In the 1990s, when the Ouachita Parish Public Library (OPPL) in north Louisiana began setting up public computing stations using grants provided by the Bill and Melinda Gates Foundation, the staff quickly noticed an expensive problem.
“We would literally go through reams of paper on a daily basis,” recalls Eileen R. Kontrovitz, head of the IT department for OPPL. “People would just hit that print button, not understanding how Internet printing works, and instead of getting the one page they wanted, they’d print out 50 pages…. We just knew we couldn’t afford to throw that much paper away.”
It was a common issue. Waste was expensive, especially for libraries that wanted to offer printing for free, and if a library charged patrons in an effort to limit waste or recoup expenses, staff could end up handling dozens of tiny financial transactions every day.
With a background in university libraries, Kontrovitz was familiar with the emerging field of print management software, which solved both problems—letting patrons know how many pages are about to be sent to a printer and employing stored value cards, coin vending, or other solutions to streamline those financial transactions.
The field has evolved considerably during the past two decades, with several vendors now offering solutions, often as one component of broader integrated revenue management or self-service software suites. Each has its own strengths.

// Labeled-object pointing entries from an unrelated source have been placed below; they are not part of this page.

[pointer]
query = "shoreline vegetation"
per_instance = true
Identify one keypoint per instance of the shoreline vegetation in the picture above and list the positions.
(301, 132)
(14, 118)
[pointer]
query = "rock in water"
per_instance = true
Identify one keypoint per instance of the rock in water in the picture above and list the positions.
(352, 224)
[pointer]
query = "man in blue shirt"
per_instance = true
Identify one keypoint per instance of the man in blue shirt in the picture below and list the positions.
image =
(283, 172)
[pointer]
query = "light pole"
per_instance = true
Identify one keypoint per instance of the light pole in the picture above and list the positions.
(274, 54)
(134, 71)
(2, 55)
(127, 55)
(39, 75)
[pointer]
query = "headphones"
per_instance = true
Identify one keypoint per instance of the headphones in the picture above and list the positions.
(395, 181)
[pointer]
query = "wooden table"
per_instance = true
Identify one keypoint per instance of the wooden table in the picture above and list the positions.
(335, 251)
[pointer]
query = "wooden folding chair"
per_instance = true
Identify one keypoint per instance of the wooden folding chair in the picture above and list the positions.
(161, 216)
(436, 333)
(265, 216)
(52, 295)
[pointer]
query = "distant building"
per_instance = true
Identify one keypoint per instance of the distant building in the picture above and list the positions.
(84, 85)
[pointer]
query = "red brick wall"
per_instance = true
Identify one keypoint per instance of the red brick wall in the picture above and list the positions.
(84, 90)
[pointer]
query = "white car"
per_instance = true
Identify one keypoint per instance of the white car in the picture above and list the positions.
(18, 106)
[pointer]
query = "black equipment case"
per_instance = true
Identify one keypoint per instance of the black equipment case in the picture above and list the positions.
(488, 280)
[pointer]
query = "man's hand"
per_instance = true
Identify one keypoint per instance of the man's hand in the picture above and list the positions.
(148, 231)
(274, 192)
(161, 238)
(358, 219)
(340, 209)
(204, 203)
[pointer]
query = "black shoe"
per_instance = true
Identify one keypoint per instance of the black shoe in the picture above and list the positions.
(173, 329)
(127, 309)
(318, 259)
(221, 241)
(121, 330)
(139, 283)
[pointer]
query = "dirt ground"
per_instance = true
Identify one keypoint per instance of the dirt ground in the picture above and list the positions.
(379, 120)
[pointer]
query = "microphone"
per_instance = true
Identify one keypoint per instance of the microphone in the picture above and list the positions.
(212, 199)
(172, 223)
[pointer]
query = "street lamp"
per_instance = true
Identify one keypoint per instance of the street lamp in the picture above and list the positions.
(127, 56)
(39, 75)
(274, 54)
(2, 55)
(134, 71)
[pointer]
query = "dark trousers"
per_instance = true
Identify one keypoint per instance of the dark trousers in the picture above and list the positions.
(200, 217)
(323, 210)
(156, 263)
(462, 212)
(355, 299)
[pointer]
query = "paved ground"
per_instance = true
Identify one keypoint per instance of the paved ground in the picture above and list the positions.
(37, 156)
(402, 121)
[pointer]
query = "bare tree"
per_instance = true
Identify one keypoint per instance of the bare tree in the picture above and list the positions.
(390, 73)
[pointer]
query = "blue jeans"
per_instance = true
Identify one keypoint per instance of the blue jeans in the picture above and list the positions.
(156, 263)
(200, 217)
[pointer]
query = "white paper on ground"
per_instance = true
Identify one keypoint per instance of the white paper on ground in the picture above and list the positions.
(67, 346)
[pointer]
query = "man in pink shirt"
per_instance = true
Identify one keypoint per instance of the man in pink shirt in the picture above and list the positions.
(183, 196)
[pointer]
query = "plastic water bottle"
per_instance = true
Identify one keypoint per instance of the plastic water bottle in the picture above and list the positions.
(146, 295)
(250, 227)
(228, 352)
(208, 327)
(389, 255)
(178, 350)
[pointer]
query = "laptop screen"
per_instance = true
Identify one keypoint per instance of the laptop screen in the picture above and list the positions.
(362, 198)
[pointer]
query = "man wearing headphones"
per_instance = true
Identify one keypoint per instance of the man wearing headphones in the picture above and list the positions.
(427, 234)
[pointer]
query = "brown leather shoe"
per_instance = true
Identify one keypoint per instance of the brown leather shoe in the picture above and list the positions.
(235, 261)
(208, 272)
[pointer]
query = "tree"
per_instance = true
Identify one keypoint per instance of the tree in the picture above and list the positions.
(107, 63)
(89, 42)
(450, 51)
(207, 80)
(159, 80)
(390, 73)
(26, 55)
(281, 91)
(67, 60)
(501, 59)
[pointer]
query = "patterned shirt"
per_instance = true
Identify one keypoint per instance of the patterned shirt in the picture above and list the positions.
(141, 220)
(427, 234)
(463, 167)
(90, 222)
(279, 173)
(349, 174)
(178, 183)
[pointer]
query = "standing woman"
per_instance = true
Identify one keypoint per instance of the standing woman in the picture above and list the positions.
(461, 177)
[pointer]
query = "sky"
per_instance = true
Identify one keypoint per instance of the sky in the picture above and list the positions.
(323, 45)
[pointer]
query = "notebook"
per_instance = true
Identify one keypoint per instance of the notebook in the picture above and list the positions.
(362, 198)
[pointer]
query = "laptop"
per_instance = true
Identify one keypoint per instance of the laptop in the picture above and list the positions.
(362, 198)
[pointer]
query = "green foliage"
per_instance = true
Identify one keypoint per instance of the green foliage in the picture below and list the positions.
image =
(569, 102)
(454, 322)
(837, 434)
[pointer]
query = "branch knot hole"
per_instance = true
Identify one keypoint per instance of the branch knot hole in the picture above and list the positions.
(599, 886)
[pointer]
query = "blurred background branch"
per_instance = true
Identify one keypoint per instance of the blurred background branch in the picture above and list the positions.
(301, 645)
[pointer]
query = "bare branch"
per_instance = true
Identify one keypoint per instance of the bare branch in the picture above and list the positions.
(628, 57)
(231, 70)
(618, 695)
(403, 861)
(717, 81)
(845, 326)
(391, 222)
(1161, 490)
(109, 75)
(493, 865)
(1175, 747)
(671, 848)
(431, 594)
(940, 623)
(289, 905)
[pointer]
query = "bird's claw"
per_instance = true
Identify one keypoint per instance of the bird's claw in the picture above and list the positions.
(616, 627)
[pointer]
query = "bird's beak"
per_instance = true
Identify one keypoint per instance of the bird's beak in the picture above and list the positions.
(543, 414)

For example, Kontrovitz says that she initially selected print management software developed by ITC Systems in Toronto because it was one of the only systems that could work with the Citrix-based server environment that supported the computer terminals at OPPL’s six branches at the time. When Megan Newell and Mike Browne left ITC to found iTeam Resources in Orlando in 2001, Ouachita’s business went with them, and OPPL has used iTeam’s PrintQuest software ever since.
The library has since grown to ten branches and has transitioned from PC computing to a thin client server environment using a mix of Citrix and Windows Terminal Services.
“It was really an easy transition for us, because the software was so stable,” Kontrovitz says.